My first thought was of Adam. The thing I wasn’t telling her was so big that it broke the scales of things that one would not tell their mother. I swallowed hard, clutching the ceramic plate to my chest. “What do you mean?” My voice sounded like it’d barely managed to escape the back of my throat.

She jostled the frying pan by the handle and looked up at me. Her eyes were cool and blue, clear as a mountain lake, clearer than they’d been in weeks. I’d come to depend on the layer of fog that kept her from asking too many questions about my life. “You know I don’t like you keeping secrets from me,” she said. “I know you think you’re smarter than me, too, smarter than everybody maybe, but I’m still your mom.”

Are you? I wanted to snap back.

But sticky saliva coated the roof of my mouth. My palms grew wet and I slid them into my lap. Einstein sat looking up at me, expecting a bite of my eggs. I ignored her, knitting my eyebrows together. “I don’t know what you’re talking about, Mom.” Deny, deny, deny. Always deny.

Abandoning the eggs, she turned and placed her fist on the waistband of her light-wash jeans. “Then how do you explain this?” She reached for something on the counter. My breath hitched as she retrieved a dustpan and shoved the contents forward for me to examine. “You’re so careless with your belongings. First your car and now this? I could wring your neck. You know that? Who do you think’s going to pay for a new phone? And this is after the car?”

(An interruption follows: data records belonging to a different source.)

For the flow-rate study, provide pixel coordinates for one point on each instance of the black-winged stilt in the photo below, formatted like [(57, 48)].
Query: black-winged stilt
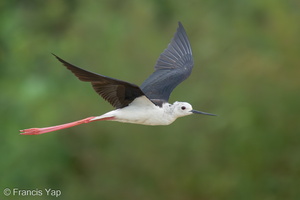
[(147, 104)]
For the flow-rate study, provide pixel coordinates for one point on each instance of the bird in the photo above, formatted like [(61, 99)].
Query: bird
[(147, 104)]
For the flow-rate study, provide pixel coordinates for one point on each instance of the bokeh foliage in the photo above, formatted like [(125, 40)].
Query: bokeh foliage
[(247, 71)]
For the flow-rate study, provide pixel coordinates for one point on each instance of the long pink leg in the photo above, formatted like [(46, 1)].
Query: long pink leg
[(37, 131)]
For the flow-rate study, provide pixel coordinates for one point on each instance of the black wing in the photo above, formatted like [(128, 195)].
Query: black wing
[(118, 93), (173, 66)]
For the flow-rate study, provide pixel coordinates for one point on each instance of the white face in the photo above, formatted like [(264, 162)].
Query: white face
[(182, 109)]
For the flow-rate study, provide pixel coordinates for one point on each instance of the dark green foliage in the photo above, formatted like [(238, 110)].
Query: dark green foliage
[(247, 68)]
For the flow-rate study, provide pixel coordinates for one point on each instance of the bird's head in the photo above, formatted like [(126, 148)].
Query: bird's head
[(183, 109)]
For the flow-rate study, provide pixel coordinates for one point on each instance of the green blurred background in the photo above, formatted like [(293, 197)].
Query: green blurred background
[(247, 67)]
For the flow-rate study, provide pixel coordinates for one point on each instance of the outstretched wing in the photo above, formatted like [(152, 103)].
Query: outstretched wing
[(173, 66), (118, 93)]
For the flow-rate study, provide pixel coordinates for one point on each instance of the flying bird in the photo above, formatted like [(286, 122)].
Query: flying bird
[(147, 104)]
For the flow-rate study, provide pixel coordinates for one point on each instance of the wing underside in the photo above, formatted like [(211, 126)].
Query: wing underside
[(173, 66)]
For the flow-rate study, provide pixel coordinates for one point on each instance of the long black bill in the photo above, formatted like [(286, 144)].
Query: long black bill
[(203, 113)]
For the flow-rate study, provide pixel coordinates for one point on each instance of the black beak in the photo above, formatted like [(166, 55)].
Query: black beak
[(203, 113)]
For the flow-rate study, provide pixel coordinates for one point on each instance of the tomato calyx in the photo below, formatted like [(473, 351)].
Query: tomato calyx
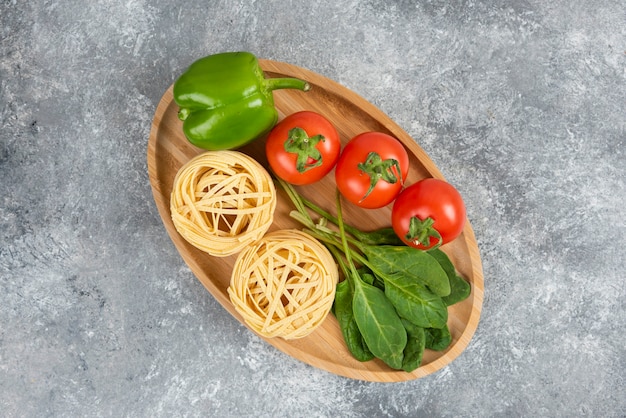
[(308, 156), (421, 231), (378, 169)]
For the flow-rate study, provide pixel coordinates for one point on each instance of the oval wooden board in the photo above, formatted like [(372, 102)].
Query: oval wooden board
[(168, 150)]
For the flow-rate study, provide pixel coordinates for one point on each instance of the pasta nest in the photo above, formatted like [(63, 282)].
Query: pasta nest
[(222, 201), (284, 285)]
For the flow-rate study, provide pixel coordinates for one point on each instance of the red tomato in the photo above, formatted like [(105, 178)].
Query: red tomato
[(303, 148), (371, 169), (428, 213)]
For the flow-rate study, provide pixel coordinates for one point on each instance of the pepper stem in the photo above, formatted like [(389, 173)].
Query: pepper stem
[(286, 83)]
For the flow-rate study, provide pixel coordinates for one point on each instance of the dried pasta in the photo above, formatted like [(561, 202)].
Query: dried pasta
[(284, 285), (222, 201)]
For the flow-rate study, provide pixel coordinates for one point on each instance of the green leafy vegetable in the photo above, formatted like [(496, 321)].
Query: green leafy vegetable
[(459, 288), (438, 339), (415, 303), (349, 328), (410, 263), (414, 350)]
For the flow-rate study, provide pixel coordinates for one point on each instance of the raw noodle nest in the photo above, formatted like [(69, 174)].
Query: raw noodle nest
[(222, 201), (284, 285)]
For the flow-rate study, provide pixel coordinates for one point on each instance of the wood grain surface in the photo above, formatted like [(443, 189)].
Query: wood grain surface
[(168, 150)]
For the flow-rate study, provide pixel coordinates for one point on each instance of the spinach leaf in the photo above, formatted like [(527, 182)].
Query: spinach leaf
[(369, 277), (349, 328), (414, 350), (382, 236), (409, 262), (459, 288), (379, 323), (437, 339), (415, 302)]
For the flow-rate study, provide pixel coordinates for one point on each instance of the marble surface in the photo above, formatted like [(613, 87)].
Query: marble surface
[(520, 103)]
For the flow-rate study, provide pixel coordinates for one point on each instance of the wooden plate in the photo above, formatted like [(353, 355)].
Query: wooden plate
[(168, 150)]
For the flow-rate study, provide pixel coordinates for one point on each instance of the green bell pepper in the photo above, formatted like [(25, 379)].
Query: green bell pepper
[(225, 100)]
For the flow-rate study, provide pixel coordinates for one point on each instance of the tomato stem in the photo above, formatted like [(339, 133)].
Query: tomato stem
[(307, 155), (422, 231), (377, 168)]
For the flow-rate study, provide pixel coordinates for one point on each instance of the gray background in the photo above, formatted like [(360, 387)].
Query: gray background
[(520, 103)]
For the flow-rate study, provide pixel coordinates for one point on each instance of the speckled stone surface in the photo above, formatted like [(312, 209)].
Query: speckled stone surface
[(520, 104)]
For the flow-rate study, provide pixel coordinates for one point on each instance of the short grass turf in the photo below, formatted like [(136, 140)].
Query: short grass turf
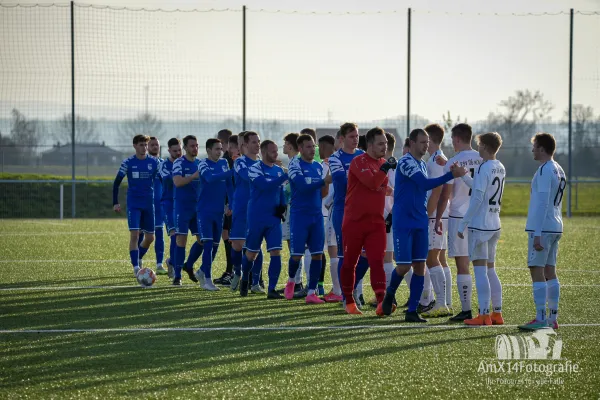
[(74, 275)]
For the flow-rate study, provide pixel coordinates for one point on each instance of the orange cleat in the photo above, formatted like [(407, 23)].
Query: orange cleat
[(352, 309), (480, 320), (497, 319)]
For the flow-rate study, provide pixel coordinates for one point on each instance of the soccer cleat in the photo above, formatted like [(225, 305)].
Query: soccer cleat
[(244, 288), (190, 273), (160, 270), (257, 289), (439, 310), (461, 316), (273, 294), (313, 299), (534, 325), (479, 320), (332, 297), (288, 292), (387, 305), (352, 309), (235, 282), (497, 318), (413, 316)]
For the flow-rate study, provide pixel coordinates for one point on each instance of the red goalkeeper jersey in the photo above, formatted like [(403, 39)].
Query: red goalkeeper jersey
[(367, 185)]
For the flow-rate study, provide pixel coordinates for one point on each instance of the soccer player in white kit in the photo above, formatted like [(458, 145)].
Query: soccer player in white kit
[(544, 228), (483, 221), (460, 194)]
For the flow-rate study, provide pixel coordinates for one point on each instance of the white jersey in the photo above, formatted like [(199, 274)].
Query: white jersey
[(434, 170), (545, 203), (461, 193), (389, 200), (483, 213)]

I squinted at the pieces of shattered black glass in the dustpan. At first it was relief coursing through me as I realized that Mom didn’t know about Adam, didn’t even know I’d killed somebody. But no sooner had the glorious swell of relief washed over me than it was replaced with a sickening pit that opened up in the center of my stomach. The shattered glass in Mom’s dustpan was the remnants of my broken cell phone, and the last time I’d seen that cell phone had been in pieces on the road. Blood thumped against my eardrums.

“How … how did you get that?” I stammered, touching my finger to one of the jagged edges to feel that it was real.

“How did I get it? Tor, you ain’t that bright. It was right on the porch, apparently where you dropped it or ran over it or whatever you did to ruin a perfectly good piece of equipment. Doubt we’ll even be able to sell this thing back to one of the infomercials now.” She dropped the dustpan on the kitchen table and returned to the stove, where she removed the browning egg from the heat.